El misterio de la increíble mansión de Michael Jordan que nadie quiere comprar

Una fantástica residencia en los suburbios de Chicago cuyo último precio es de 15 millones de dólares.

Estancia principal de la mansión de Michael Jordan en Chicago.
Estancia principal de la mansión de Michael Jordan en Chicago. FOTO: Archivo

No hay demasiado misterio a la hora de apostar por Michael Jordan como uno de los mejores jugadores de la historia del baloncesto universal. Podríamos, como mucho, buscar una terna de candidatos, pero en cualquiera de ellas, el 23 de los Bulls estaría presente. Sus seis anillos de campeón de la NBA son solo una cifra, increíble, por cierto, pero que se ve superada con creces por el carácter y el talento de un deportista absolutamente irrepetible.

Pero este no es el espacio ni el lugar propicio para loar sus hazañas profesionales, pero sí para intentar responder a un misterio, este sí, absolutamente insondable. El asunto es que nadie quiere comprar la espectacular mansión que Jordan posee en las afueras de la ciudad que le hizo mundialmente conocido, Chicago.

Se trata de una fabulosa residencia levantada en 1995 sobre 2,8 hectáreas de terreno que, en sus tres pisos, posee hasta nueve habitaciones y 15 baños completos. Fuera de ella existe también una casa de huéspedes de tres habitaciones, cuatro baños y un garaje para 14 autos. Dentro de la mansión destaca una piscina infinita, un salón para fumar puros, un gimnasio completo, una biblioteca y una bodega preparada para conservar hasta 10.000 botellas.

Además, para que se sepa perfectamente a quien pertenece la casa, en su interior se puede jugar un partido de baloncesto en una cancha reglamentaria, absolutamente personalizada, y también se puede dar rienda suelta a la otra pasión deportiva de Jordan, el golf, entrenando el juego corto en un putting green perfectamente cuidado.

En un principio, el precio de salida del inmueble era de 29 millones de dólares, pero nadie se mostró ni mínimamente interesado por el inmueble a ese precio. Jordan lo bajó ostensiblemente hasta acercarse a los 20 millones, pero ni por esas. Es más, se llegó a programar una subasta para buscar comprador y, curiosamente, se encontró.

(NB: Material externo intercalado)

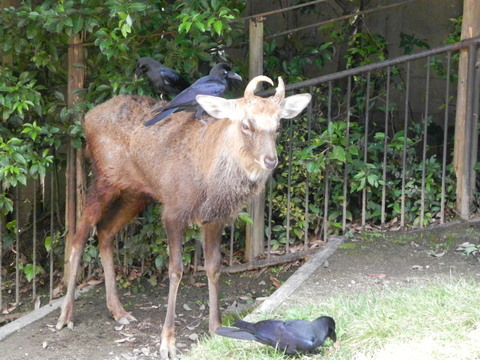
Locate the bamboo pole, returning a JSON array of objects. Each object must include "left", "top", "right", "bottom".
[
  {"left": 245, "top": 18, "right": 265, "bottom": 262},
  {"left": 63, "top": 34, "right": 85, "bottom": 283}
]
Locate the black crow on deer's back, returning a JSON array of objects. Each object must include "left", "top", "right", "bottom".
[
  {"left": 135, "top": 57, "right": 190, "bottom": 97},
  {"left": 215, "top": 316, "right": 337, "bottom": 355},
  {"left": 144, "top": 63, "right": 242, "bottom": 126}
]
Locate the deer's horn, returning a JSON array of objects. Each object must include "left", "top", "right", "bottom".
[
  {"left": 244, "top": 75, "right": 273, "bottom": 99},
  {"left": 273, "top": 76, "right": 285, "bottom": 104}
]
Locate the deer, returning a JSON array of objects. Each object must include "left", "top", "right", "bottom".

La cifra se situó cercana a los 13 millones de dólares, pero un problema a la hora de concretar los documentos oficiales, abortó la venta en el último momento. Actualmente, el inmueble continúa en venta por 14,8 millones de dólares, pero la ausencia de interesados continúa siendo de los más llamativa.

Quizá el motivo habría que buscarlo en la excesiva personalización de una residencia que sería ideal para un millonario que tuviera entre sus ídolos al mejor jugador de baloncesto de la historia.